We know that under the “shrink-wrap doctrine,” the manufacturer of software can place language on the outside of its package stating that by opening the shrink-wrap around the DVD or CD-ROM that contains the software, the user agrees to the terms of a license, which may be inside the packaging, on the wide world web or elsewhere. That’s Wall Data Inc. v. L.A. Cty. Sheriff’s Dep’t, 447 F.3d 769, 782 (9th Cir. 2006). And we also know that when a manufacturer puts provides a warranty in a use and care guide, which the buyer doesn’t see until she has bought the product, taken it home opened the package and put the product to use, if those things happen at all, the warranty is enforceable against the manufacturer. Weinstat v. Dentsply International Inc., 180 Cal. App. 4th 1213 (2010).
So how about when the manufacturer, or distributor, or seller puts a provision that reduces consumer rights in the box, in a manual, such as, say, a binding arbitration provision? That was the issue in Norcia v. Samsung Telecomm ___ F.4th___ (9th Cir. 2017) decided just a few days ago.
Norcia bought a cell phone and a plan at a Samsung Galaxy GS4 phone at a Verizon store (Fortunately, it wasn’t a Note 7). He sued Verizon, and Verizon moved to compel contractual arbitration.
At the store, Norcia had signed a “Customer Agreement” with the following provisions:.
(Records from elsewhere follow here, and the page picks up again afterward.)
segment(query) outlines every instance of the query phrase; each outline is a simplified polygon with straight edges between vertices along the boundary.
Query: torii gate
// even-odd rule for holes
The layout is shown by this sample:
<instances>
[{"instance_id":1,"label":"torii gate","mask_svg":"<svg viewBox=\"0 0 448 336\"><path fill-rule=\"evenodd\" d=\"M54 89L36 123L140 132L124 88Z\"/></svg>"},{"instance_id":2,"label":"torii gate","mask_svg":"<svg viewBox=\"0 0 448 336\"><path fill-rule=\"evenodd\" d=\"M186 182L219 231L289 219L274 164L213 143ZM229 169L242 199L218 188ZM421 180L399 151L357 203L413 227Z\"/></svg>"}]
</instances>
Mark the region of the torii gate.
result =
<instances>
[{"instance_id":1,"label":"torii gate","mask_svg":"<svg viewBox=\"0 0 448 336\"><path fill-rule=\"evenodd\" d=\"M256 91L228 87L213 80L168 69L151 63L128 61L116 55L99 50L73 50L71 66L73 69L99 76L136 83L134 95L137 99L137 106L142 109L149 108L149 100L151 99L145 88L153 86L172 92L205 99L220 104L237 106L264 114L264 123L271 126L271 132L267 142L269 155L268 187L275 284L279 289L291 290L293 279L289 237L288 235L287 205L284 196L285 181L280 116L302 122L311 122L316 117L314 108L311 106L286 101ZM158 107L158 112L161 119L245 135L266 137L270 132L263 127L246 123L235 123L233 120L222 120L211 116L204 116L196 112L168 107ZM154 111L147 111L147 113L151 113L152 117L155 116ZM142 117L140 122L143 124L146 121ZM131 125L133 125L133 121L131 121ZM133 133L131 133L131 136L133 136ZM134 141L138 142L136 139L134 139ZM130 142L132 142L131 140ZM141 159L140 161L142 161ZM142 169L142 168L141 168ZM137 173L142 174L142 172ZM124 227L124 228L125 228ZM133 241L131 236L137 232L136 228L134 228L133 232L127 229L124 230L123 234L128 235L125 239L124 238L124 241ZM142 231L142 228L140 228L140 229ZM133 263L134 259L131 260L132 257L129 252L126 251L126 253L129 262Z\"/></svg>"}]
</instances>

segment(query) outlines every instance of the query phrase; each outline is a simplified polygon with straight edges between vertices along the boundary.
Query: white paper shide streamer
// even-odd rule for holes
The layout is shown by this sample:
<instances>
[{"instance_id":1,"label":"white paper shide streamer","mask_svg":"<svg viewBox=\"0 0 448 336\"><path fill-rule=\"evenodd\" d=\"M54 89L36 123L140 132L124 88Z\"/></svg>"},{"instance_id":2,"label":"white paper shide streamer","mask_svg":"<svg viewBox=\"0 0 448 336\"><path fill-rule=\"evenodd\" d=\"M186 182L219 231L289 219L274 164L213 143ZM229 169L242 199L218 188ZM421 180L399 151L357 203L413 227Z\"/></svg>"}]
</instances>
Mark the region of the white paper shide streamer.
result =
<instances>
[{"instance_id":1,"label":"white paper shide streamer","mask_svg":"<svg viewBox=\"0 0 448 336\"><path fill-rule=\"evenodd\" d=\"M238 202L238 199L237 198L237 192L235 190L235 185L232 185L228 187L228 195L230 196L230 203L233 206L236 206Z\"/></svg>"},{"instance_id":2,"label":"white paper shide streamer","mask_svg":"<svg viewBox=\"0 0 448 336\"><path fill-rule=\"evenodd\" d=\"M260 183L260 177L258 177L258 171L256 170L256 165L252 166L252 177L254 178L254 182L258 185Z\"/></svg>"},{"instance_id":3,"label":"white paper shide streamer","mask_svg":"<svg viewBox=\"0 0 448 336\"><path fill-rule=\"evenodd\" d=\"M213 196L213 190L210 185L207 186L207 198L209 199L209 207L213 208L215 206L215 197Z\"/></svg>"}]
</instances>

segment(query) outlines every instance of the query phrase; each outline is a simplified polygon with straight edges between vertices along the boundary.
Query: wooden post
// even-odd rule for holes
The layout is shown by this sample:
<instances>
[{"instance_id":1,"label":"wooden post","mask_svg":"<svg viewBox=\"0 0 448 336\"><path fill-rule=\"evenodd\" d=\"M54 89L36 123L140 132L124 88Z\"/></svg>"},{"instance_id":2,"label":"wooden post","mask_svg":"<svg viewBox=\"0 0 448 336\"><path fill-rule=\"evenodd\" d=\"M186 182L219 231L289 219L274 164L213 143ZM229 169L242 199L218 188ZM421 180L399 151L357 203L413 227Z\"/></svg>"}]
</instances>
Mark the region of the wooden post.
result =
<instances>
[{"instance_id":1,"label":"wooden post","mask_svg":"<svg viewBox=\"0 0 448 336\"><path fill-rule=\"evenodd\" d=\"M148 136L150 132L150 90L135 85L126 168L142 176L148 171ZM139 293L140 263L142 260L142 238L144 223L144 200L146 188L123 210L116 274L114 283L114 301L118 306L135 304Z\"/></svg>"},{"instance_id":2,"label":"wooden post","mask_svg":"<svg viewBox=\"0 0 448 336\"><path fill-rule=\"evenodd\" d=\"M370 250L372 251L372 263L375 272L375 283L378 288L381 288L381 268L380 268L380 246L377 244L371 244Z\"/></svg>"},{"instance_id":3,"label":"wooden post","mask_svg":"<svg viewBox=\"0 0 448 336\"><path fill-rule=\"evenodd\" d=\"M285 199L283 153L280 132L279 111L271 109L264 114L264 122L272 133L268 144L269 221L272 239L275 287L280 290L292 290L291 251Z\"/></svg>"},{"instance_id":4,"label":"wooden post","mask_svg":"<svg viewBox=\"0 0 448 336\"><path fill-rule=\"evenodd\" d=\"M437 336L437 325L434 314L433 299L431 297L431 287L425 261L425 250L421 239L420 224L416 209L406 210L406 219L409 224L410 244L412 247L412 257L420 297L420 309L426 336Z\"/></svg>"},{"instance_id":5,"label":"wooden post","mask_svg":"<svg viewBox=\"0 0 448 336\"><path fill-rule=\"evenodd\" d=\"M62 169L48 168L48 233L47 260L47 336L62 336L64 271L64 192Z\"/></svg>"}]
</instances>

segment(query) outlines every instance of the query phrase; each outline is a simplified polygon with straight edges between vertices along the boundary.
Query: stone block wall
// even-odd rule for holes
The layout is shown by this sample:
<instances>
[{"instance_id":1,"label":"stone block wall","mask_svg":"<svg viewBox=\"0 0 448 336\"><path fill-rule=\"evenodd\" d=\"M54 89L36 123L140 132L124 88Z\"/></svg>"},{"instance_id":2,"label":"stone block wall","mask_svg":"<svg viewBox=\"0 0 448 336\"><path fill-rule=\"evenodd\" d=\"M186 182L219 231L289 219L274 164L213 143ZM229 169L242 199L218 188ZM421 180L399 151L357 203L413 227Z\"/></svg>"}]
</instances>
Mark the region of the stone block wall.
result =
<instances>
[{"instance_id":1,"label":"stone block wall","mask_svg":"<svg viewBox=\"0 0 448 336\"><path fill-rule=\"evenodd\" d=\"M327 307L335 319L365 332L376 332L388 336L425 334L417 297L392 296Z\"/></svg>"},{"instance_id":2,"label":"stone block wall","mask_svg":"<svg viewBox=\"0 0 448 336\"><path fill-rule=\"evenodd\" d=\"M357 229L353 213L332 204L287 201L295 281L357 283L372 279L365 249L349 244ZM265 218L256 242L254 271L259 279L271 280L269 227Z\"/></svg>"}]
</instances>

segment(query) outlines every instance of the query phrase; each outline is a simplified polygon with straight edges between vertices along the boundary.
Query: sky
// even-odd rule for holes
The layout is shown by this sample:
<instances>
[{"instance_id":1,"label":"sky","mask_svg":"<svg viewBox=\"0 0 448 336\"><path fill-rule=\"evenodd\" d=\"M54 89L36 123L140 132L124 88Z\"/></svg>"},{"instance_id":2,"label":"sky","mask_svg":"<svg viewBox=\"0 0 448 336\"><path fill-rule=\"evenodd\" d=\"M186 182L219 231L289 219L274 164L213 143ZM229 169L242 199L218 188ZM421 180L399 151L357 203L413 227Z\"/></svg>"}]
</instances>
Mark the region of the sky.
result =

I agree to the current Verizon Wireless Customer Agreement, including the calling plan, (with extended limited warranty/service contract, if applicable), and other terms and conditions for services and selected features I have agreed to purchase as reflected on the receipt, and which have been presented to me by the sales representative and which I had the opportunity to review.